Ukrainian authorities have expressed anger at Turkish football fans who chanted the name of Vladimir Putin at a Champions League match in Istanbul.

Thousands of Fenerbahce fans joined in the chant after their team conceded a goal to Ukrainian champion Dynamo Kyiv.

Ukraine’s ambassador Vasily Bodnar said the incident “deeply distressed” him, with one football journalist calling the chart “absolutely tasteless”.

Footage of the scandalous singing has been viewed more than seven million times on social media.

“We will never understand the words of support for a Russian murderer and aggressor who deliberately kills Ukrainians and destroys our country,” Bodnar wrote on Facebook. “Even football, which is so loved in Turkey, has its limits.”

Dynamo Kyiv won the match 2-1, drawing 0-0 in the first match played in Poland due to the Russian invasion.

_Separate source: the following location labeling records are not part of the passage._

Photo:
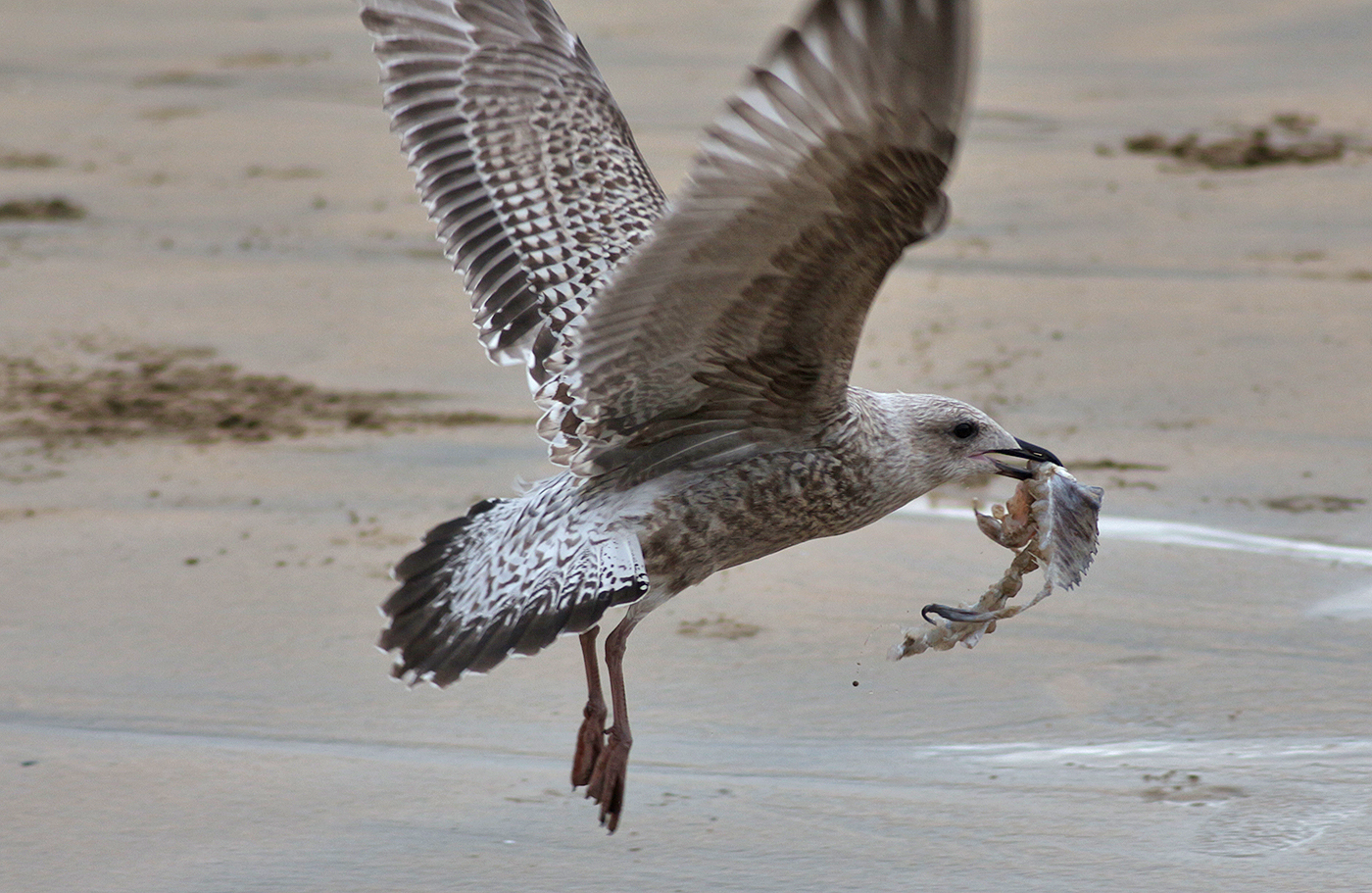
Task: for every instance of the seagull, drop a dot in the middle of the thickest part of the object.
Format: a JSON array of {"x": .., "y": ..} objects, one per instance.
[{"x": 690, "y": 357}]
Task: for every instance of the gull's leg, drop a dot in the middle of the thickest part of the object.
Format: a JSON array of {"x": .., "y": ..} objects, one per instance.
[
  {"x": 590, "y": 739},
  {"x": 607, "y": 783}
]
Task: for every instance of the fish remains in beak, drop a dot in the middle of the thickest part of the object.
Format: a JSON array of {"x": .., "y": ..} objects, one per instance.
[{"x": 1025, "y": 452}]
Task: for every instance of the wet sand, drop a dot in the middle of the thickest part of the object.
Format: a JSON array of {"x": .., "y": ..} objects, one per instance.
[{"x": 192, "y": 700}]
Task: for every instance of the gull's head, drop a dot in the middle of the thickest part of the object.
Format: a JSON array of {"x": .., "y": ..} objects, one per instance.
[{"x": 953, "y": 440}]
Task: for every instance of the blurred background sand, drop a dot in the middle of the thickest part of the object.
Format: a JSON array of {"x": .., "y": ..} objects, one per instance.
[{"x": 191, "y": 700}]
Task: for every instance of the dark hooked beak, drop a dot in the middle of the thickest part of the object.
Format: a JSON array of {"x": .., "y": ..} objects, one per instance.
[{"x": 1025, "y": 452}]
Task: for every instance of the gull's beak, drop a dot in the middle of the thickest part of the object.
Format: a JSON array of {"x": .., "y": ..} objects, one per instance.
[{"x": 1025, "y": 452}]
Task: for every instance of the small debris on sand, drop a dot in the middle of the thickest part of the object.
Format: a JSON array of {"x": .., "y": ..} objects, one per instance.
[
  {"x": 1287, "y": 139},
  {"x": 51, "y": 209},
  {"x": 185, "y": 392}
]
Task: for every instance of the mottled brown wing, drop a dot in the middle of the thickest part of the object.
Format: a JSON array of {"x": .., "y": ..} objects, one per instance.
[
  {"x": 733, "y": 329},
  {"x": 521, "y": 157}
]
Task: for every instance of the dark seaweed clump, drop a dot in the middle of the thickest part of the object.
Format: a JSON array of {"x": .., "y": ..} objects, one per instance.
[
  {"x": 1287, "y": 139},
  {"x": 189, "y": 395}
]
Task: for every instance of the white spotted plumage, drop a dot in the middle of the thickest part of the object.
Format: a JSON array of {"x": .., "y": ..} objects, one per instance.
[{"x": 692, "y": 360}]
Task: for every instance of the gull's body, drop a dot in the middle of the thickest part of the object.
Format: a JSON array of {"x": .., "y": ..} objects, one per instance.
[{"x": 690, "y": 360}]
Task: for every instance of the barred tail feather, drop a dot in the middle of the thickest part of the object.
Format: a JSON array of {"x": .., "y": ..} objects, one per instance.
[{"x": 510, "y": 576}]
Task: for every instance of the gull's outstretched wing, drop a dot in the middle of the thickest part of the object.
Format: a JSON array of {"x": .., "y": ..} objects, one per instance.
[
  {"x": 521, "y": 157},
  {"x": 733, "y": 329}
]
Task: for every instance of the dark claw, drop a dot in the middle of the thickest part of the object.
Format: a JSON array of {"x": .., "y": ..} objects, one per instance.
[
  {"x": 956, "y": 615},
  {"x": 1026, "y": 452}
]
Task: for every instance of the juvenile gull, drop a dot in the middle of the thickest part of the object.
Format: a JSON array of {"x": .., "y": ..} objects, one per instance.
[{"x": 692, "y": 358}]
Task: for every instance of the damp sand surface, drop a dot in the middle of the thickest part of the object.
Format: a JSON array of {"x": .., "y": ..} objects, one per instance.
[{"x": 240, "y": 383}]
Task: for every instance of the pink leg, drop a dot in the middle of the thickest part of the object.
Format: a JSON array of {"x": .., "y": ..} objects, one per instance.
[
  {"x": 590, "y": 739},
  {"x": 607, "y": 783}
]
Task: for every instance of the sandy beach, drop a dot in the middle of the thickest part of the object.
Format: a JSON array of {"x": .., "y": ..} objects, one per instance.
[{"x": 202, "y": 209}]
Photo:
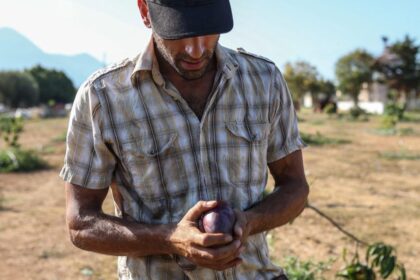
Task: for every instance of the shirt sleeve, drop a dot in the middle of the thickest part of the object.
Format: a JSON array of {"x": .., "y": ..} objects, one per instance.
[
  {"x": 88, "y": 161},
  {"x": 284, "y": 137}
]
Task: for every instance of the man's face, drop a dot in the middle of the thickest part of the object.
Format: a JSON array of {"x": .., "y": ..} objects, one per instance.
[{"x": 190, "y": 57}]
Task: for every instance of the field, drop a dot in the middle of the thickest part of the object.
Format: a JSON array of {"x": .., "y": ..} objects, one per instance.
[{"x": 370, "y": 184}]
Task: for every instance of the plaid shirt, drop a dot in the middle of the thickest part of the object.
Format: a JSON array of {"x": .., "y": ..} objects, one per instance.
[{"x": 130, "y": 128}]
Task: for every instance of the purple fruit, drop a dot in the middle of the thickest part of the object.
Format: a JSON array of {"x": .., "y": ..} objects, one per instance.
[{"x": 220, "y": 219}]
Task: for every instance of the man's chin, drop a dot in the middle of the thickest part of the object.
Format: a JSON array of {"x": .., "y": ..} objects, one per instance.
[{"x": 192, "y": 75}]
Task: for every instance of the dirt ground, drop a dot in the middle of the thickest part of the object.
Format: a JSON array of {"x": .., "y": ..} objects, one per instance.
[{"x": 376, "y": 198}]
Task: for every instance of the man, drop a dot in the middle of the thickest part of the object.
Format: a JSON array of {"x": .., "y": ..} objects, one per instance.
[{"x": 182, "y": 126}]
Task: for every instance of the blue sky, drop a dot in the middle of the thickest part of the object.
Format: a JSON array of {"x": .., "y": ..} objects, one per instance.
[{"x": 318, "y": 31}]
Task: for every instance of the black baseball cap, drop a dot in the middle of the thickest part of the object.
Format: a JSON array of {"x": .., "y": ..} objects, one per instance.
[{"x": 177, "y": 19}]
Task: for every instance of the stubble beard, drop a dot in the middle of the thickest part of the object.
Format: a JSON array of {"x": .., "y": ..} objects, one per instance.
[{"x": 174, "y": 60}]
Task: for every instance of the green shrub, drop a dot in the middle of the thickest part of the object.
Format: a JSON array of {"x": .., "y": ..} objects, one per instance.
[
  {"x": 10, "y": 129},
  {"x": 356, "y": 112},
  {"x": 395, "y": 110},
  {"x": 18, "y": 160},
  {"x": 389, "y": 122},
  {"x": 306, "y": 270},
  {"x": 330, "y": 109}
]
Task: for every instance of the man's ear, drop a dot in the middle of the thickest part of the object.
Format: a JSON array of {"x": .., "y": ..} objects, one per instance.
[{"x": 144, "y": 12}]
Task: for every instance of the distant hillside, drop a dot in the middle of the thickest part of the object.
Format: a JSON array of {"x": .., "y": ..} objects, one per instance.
[{"x": 18, "y": 52}]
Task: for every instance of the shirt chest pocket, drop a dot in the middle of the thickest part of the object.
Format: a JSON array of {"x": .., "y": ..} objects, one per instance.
[
  {"x": 246, "y": 152},
  {"x": 154, "y": 161}
]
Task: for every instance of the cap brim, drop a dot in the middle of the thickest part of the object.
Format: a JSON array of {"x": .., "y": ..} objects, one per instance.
[{"x": 177, "y": 22}]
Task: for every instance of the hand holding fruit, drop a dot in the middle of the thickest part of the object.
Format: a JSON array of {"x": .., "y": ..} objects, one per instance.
[{"x": 211, "y": 250}]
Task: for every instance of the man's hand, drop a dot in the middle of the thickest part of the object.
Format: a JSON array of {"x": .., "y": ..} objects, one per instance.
[{"x": 216, "y": 251}]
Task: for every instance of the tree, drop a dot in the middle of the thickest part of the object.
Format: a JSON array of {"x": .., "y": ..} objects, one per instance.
[
  {"x": 352, "y": 71},
  {"x": 301, "y": 77},
  {"x": 399, "y": 66},
  {"x": 18, "y": 89},
  {"x": 53, "y": 85}
]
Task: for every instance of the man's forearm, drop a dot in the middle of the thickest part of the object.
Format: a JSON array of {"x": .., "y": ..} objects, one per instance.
[
  {"x": 105, "y": 234},
  {"x": 284, "y": 204}
]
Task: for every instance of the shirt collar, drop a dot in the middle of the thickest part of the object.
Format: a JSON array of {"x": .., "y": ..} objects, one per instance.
[{"x": 147, "y": 62}]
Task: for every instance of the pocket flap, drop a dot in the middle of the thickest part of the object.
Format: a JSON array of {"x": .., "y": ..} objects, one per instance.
[
  {"x": 249, "y": 131},
  {"x": 146, "y": 146}
]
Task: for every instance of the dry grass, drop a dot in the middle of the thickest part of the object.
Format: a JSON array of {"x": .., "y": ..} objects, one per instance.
[{"x": 375, "y": 197}]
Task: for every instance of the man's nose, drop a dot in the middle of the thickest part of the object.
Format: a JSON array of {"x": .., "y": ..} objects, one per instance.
[{"x": 195, "y": 47}]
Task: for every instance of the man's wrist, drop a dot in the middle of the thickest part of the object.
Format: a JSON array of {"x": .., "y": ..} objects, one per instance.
[{"x": 165, "y": 238}]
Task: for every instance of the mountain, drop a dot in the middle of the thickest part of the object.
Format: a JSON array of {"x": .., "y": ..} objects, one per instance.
[{"x": 17, "y": 53}]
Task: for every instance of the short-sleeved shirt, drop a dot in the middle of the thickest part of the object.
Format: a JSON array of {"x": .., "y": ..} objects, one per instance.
[{"x": 131, "y": 129}]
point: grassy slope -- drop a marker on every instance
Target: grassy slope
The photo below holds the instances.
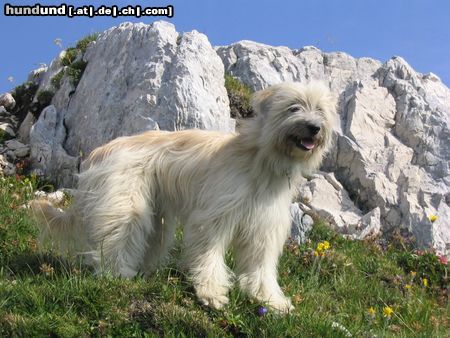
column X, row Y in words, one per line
column 42, row 294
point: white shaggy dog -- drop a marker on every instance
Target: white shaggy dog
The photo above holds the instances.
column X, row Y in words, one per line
column 227, row 190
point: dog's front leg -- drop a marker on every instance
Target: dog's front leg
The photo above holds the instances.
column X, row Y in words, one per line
column 256, row 263
column 205, row 248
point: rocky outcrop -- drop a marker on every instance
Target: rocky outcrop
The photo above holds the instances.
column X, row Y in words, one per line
column 138, row 77
column 390, row 159
column 392, row 146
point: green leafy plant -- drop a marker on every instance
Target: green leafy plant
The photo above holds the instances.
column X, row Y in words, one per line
column 56, row 80
column 83, row 43
column 239, row 95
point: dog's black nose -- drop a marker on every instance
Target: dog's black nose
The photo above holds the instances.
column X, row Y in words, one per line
column 313, row 129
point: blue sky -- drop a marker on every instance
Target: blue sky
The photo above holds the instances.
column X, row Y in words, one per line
column 418, row 30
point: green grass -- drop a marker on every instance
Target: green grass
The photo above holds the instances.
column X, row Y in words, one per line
column 42, row 294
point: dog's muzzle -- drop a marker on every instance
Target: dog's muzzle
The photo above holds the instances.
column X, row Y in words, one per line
column 309, row 142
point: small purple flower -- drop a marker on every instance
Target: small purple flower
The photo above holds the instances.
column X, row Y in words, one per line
column 262, row 311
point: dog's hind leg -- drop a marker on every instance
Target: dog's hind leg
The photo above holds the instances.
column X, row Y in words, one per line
column 205, row 247
column 160, row 242
column 120, row 221
column 257, row 253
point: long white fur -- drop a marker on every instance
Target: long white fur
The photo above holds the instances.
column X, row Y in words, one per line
column 227, row 190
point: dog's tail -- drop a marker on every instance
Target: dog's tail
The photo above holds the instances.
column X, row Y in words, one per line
column 57, row 227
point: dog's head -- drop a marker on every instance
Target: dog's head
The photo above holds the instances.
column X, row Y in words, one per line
column 296, row 119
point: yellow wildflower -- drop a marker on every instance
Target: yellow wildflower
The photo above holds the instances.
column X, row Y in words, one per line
column 47, row 269
column 323, row 246
column 388, row 311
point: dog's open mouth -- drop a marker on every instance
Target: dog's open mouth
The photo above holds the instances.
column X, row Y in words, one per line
column 305, row 143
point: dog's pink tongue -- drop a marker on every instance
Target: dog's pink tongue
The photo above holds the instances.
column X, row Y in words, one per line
column 308, row 144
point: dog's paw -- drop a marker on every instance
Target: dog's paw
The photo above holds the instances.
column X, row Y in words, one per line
column 282, row 305
column 216, row 301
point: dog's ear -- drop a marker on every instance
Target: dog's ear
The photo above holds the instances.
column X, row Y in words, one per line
column 261, row 101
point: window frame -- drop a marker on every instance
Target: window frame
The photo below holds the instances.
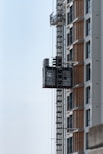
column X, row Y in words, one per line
column 87, row 118
column 88, row 44
column 88, row 22
column 88, row 72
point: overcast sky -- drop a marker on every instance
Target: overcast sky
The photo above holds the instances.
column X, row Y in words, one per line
column 25, row 107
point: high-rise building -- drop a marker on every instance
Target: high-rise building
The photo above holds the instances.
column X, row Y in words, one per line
column 77, row 72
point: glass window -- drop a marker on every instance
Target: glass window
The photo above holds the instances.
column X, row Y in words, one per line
column 68, row 1
column 88, row 95
column 87, row 6
column 87, row 72
column 86, row 137
column 70, row 102
column 70, row 55
column 87, row 117
column 70, row 15
column 69, row 145
column 88, row 49
column 70, row 37
column 69, row 122
column 88, row 27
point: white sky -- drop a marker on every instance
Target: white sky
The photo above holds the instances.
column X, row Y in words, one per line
column 25, row 107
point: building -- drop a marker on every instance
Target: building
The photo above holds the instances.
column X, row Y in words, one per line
column 79, row 92
column 96, row 139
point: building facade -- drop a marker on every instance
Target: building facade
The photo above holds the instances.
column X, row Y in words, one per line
column 79, row 35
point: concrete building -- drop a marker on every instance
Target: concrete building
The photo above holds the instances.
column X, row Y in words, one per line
column 79, row 47
column 95, row 138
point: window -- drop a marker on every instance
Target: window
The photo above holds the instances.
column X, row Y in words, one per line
column 70, row 37
column 68, row 1
column 87, row 117
column 70, row 102
column 88, row 72
column 88, row 49
column 70, row 15
column 88, row 95
column 69, row 145
column 69, row 122
column 87, row 6
column 88, row 27
column 86, row 137
column 70, row 55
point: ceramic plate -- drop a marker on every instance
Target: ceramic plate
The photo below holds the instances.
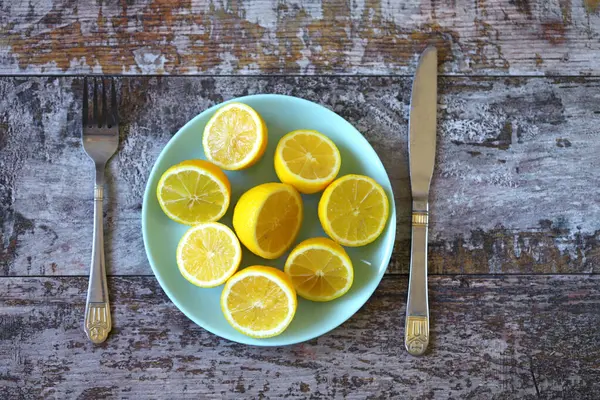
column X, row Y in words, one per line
column 282, row 114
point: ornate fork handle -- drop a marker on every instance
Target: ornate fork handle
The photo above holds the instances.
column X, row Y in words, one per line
column 97, row 310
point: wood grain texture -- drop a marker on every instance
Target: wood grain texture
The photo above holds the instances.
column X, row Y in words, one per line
column 515, row 186
column 521, row 337
column 497, row 37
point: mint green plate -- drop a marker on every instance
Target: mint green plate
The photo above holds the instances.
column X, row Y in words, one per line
column 282, row 114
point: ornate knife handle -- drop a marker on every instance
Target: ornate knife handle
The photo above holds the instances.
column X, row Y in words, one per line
column 416, row 332
column 97, row 309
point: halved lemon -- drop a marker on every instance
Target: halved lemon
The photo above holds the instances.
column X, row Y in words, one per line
column 208, row 254
column 194, row 191
column 307, row 160
column 259, row 301
column 353, row 210
column 320, row 269
column 267, row 219
column 235, row 137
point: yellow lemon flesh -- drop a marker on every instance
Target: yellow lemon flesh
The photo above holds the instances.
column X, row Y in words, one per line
column 320, row 269
column 193, row 192
column 353, row 210
column 259, row 301
column 307, row 160
column 235, row 137
column 208, row 254
column 267, row 219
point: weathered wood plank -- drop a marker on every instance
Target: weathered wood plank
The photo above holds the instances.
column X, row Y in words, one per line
column 557, row 37
column 520, row 337
column 514, row 191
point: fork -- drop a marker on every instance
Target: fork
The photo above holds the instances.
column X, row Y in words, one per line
column 100, row 140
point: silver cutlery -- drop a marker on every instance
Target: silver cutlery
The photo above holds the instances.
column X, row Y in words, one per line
column 421, row 148
column 100, row 140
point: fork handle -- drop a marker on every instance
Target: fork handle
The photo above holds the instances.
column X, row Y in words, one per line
column 416, row 330
column 97, row 309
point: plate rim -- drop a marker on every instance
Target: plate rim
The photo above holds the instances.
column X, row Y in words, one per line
column 272, row 342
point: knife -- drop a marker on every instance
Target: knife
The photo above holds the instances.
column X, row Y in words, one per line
column 421, row 150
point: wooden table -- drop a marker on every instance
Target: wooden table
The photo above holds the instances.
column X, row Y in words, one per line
column 515, row 224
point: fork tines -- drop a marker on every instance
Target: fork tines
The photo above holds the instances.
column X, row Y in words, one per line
column 100, row 115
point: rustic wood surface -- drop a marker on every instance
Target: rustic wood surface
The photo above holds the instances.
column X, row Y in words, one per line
column 515, row 187
column 523, row 37
column 520, row 337
column 515, row 213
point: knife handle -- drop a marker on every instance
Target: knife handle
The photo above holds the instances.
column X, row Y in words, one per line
column 416, row 330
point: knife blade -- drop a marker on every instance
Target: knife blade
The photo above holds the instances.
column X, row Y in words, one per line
column 421, row 148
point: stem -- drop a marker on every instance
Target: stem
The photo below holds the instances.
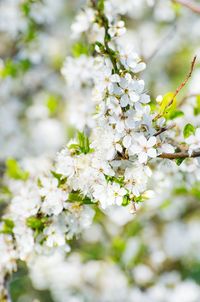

The UEFA competition organizer told the BBC that it had launched an investigation into the incident.

“Double standards” in the treatment of non-Ukrainian refugees, expert believes

The UN expert accused Poland of applying double standards to Ukrainian refugees compared to non-Europeans fleeing conflicts in Africa and the Middle East.

Those affected include permanent residents of Ukraine, “undocumented” migrants and people who sought asylum in the country before the war forced them to flee again, Felipe González Morales, the UN special rapporteur on migrants’ human rights, said Thursday.

“Even for those who fled the same war, although they were all allowed to enter Poland and received assistance from the state, third-country nationals are not protected by the same legal framework,” he said.

“This double standard has led to a sense of discrimination.”

González Morales praised Poland for accepting some 2 million Ukrainian refugees who arrived in the country, giving them work permits as well as access to healthcare, education and other public services.

“That explains why I don’t see refugee camps in Poland,” he said.

The leader of the Belarusian opposition condemned the attacks on Ukraine carried out from her country

The leader of the Belarusian opposition Svetlana Tikhanovskaya condemned the latest escalation of the war in Ukraine, started from the territory of Belarus.

“Horrified at how Russia continues to use Belarus to attack Ukraine,” she tweeted. “This morning at least 25 rockets were fired from Belarus at Kyiv, Chernigov and other cities. Lukashenko will not deceive anyone. He is guilty of crimes against Belarusians and Ukrainians and must be held accountable.”